32 En uit de kinderen der Kahathieten, uit hun broederen, waren enigen over de broden der toerichting, om die alle sabbatten te bereiden.
بعضی از افراد خاندان قهات مأمور تهیهٔ نان حضور روز شَبّات بودند.
33 Uit dezen zijn ook de zangers, hoofden der vaderen onder de Levieten in de kameren, dienstvrij; want dag en nacht was het op hen, in dat werk te zijn.
برخی از خاندانهای لاوی مسئولیت موسیقی خانهٔ خدا را به عهده داشتند. سران این خاندانها در اتاقهایی که در خانهٔ خدا بود، زندگی می‌کردند. ایشان شب و روز آمادهٔ خدمت بودند و مسئولیت دیگری نداشتند.
34 Dit zijn de hoofden der vaderen onder de Levieten, hoofden in hun geslachten; dezen woonden te Jeruzalem.
تمام افرادی که در بالا نام برده شدند، طبق نسب نامه‌هایشان، سران خاندانهای لاوی بودند. این رهبران در اورشلیم زندگی می‌کردند.
35 Maar te Gibeon hadden gewoond Jeiel, de vader van Gibeon; de naam zijner zuster nu was Maacha.
یعی‌ئیل شهر جبعون را بنا کرد و در آنجا ساکن شد. نام زن او معکه بود.
36 En Abdon was zijn eerstgeboren zoon, daarna Zur, en Kis, en Baal, en Ner, en Nadab.
پسر ارشد او عبدون و پسران دیگرش عبارت بودند از: صور، قیس، بعل، نیر، ناداب،
37 En Gedor, en Ahio, en Zacharja, en Mikloth.
جدور، اخیو، زکریا و مقلوت.
38 Mikloth nu gewon Simeam; dezen woonden ook te Jeruzalem, tegenover hun broederen, met hun broederen.
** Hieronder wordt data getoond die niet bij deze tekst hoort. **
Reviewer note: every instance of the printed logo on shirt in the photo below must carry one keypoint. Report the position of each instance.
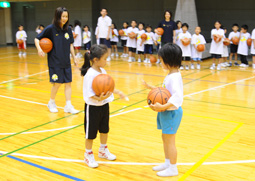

مقلوت پدر شمام بود. این خانواده‌ها با هم در اورشلیم زندگی می‌کردند.
39 En Ner gewon Kis, en Kis gewon Saul, en Saul gewon Jonathan, en Malchi-sua, en Abinadab, en Esbaal.
نیر پدر قیس، قیس پدر شائول، و شائول پدر یوناتان، ملکیشوع، ابیناداب و اشبعل بود.
40 En Jonathans zoon van Merib-baal, en Merib-baal gewon Micha.
یوناتان پدر مفیبوشت، مفیبوشت پدر میکا،
41 De kinderen van Micha nu waren Pithon, en Melech, en Thaerea.
میکا پدر فیتون، مالک، تحریع و آحاز،
42 En Achaz gewon Jaera, en Jaera gewon Alemeth, en Azmaveth, en Zimri; en Zimri gewon Moza;
آحاز پدر یعره، یعره پدر علمت، عزموت و زمری، زمری پدر موصا،
43 En Moza gewon Bina; wiens zoon was Refaja; wiens zoon was Elasa; wiens zoon was Azel.
موصا پدر بنعا، بنعا پدر رفایا، رفایا پدر العاسه و العاسه پدر آصیل بود.
44 Azel nu had zes zonen, en dit zijn hun namen: Azrikam, Bochru, en Ismael, en Searja, en Obadja, en Hanan; dezen zijn Azels zonen.
آصیل شش پسر داشت به اسامی: عزریقام، بکرو، اسماعیل، شعریا، عوبدیا و حانان.